The FLT3-ITD signaling pathway accounts for the bulk of low-dose DOT1L inhibitor toxicity
A subset of MLL-AF4 targets were downregulated by low-dose DOT1L inhibition and the FLT3 locus was impacted earlier than other MLL-AF4 targets. FLT3 expression was downregulated after only 2 days of low-dose pinometostat treatment, coinciding with reduced proliferation, increased apoptosis and gene expression changes consistent with differentiation. Reductions in FLT3-ITD expression precede reductions in other MLL-AF4 targets including PBX3 and MEF2C, arguing that these effects are more primary or sensitive to DOT1L function. Although PBX3 interacts with both HOXA9 and MEIS1 to facilitate leukemogenesis and regulate the expression of common targets including FLT3 (Li et al., 2016; Li et al., 2013b) we observed that PBX3 expression could also be reduced by either FLT3 knockdown or inhibition (Figure 4C). These results are in agreement with previous findings that PBX3 was significantly upregulated in FLT3-ITD+ compared to WT FLT3, karyotypically normal AML patient samples (Cauchy et al., 2015).

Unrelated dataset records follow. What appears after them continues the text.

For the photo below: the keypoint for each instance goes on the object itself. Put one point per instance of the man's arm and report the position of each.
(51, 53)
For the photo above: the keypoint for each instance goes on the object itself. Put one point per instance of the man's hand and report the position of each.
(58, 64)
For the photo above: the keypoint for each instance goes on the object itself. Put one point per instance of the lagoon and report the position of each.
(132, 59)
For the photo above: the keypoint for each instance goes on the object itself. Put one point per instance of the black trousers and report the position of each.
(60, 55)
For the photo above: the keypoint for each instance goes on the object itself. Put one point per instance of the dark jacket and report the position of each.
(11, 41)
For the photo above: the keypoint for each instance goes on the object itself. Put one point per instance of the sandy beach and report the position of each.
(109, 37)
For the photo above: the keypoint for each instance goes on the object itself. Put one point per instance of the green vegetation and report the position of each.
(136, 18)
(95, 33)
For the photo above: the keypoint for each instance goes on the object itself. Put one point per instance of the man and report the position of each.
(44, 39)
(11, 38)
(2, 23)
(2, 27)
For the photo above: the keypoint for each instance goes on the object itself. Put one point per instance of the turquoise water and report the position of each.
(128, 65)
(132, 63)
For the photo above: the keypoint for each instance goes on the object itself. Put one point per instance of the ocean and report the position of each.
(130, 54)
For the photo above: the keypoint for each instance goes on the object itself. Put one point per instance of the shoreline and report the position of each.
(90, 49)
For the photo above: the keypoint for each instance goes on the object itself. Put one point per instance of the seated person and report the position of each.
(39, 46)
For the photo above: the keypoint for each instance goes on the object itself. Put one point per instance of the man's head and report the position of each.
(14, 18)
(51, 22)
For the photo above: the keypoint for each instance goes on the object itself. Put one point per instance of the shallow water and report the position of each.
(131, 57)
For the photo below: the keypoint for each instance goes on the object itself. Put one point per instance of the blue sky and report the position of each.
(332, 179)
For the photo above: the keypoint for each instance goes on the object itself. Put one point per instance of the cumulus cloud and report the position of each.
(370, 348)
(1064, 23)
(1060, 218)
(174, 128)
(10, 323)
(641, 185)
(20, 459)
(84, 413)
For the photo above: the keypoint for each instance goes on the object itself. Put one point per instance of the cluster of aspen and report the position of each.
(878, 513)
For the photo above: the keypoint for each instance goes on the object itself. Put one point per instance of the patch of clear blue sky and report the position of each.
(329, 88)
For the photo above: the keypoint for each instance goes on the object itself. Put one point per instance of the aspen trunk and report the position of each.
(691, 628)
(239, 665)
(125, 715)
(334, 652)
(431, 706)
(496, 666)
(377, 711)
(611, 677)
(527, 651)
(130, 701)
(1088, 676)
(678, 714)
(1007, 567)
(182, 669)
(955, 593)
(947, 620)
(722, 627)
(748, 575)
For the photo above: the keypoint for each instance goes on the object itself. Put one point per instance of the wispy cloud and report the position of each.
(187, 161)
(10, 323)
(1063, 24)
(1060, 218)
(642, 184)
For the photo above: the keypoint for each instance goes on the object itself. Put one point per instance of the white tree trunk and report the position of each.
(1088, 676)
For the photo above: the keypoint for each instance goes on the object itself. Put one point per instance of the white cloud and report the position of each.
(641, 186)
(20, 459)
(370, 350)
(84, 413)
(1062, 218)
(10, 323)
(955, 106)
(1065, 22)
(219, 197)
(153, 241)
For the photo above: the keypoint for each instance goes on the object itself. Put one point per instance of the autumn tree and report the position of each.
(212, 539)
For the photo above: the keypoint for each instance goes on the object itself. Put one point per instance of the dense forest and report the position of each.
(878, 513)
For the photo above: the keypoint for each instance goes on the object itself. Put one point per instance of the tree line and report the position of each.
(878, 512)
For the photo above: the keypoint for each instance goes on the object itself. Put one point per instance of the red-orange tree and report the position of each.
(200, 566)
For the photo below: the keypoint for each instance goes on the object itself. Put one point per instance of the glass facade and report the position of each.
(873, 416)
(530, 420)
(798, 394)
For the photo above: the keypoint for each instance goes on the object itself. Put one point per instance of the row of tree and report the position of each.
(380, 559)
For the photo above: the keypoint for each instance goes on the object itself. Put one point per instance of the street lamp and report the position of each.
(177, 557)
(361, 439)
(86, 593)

The FLT3 receptor has an outsized effect on myeloid differentiation and proliferation through its regulation of several myeloid transcription factors (Mizuki et al., 2003; Rosen et al., 2010), accounting for its predominance in AML patients (Nagel et al., 2017; Levis and Small, 2003; Mizuki et al., 2003). Although stable transfection of FLT3-ITD has been observed to downregulate the PU.1 and C/EBPα transcription factors and regulators of myeloid differentiation (Mizuki et al., 2003), we detected no discernable change in SPI1 (PU.1) expression and a surprising ~twofold downregulation of CEBPA (C/EBPα) in MV4;11 cells (Figure 1—figure supplement 1F) treated with low-dose pinometostat. Much of the FLT3-ITD-driven effects on proliferation, inhibition of apoptosis and differentiation have been attributed to the activation of STAT5A (Mizuki et al., 2003; Moore et al., 2007; Rosen et al., 2010; Zhou et al., 2009; Spiekermann et al., 2003). Constitutively active Stat5a can render mouse Ba/F3 cells growth factor-independent and resistant to apoptosis through upregulation of the Pim1-2 protooncogenes (Adam et al., 2006; Kim et al., 2005; Santos et al., 2001). We observe that 100 nM pinometostat downregulates FLT3-ITD with concomitant reductions in STAT5A phosphorylation and diminished expression of the STAT5A target genes PIM1 and ARID3B, suggesting that low-dose DOT1L inhibition is able to disrupt FLT3-ITD-mediated signaling and downstream oncogene activation.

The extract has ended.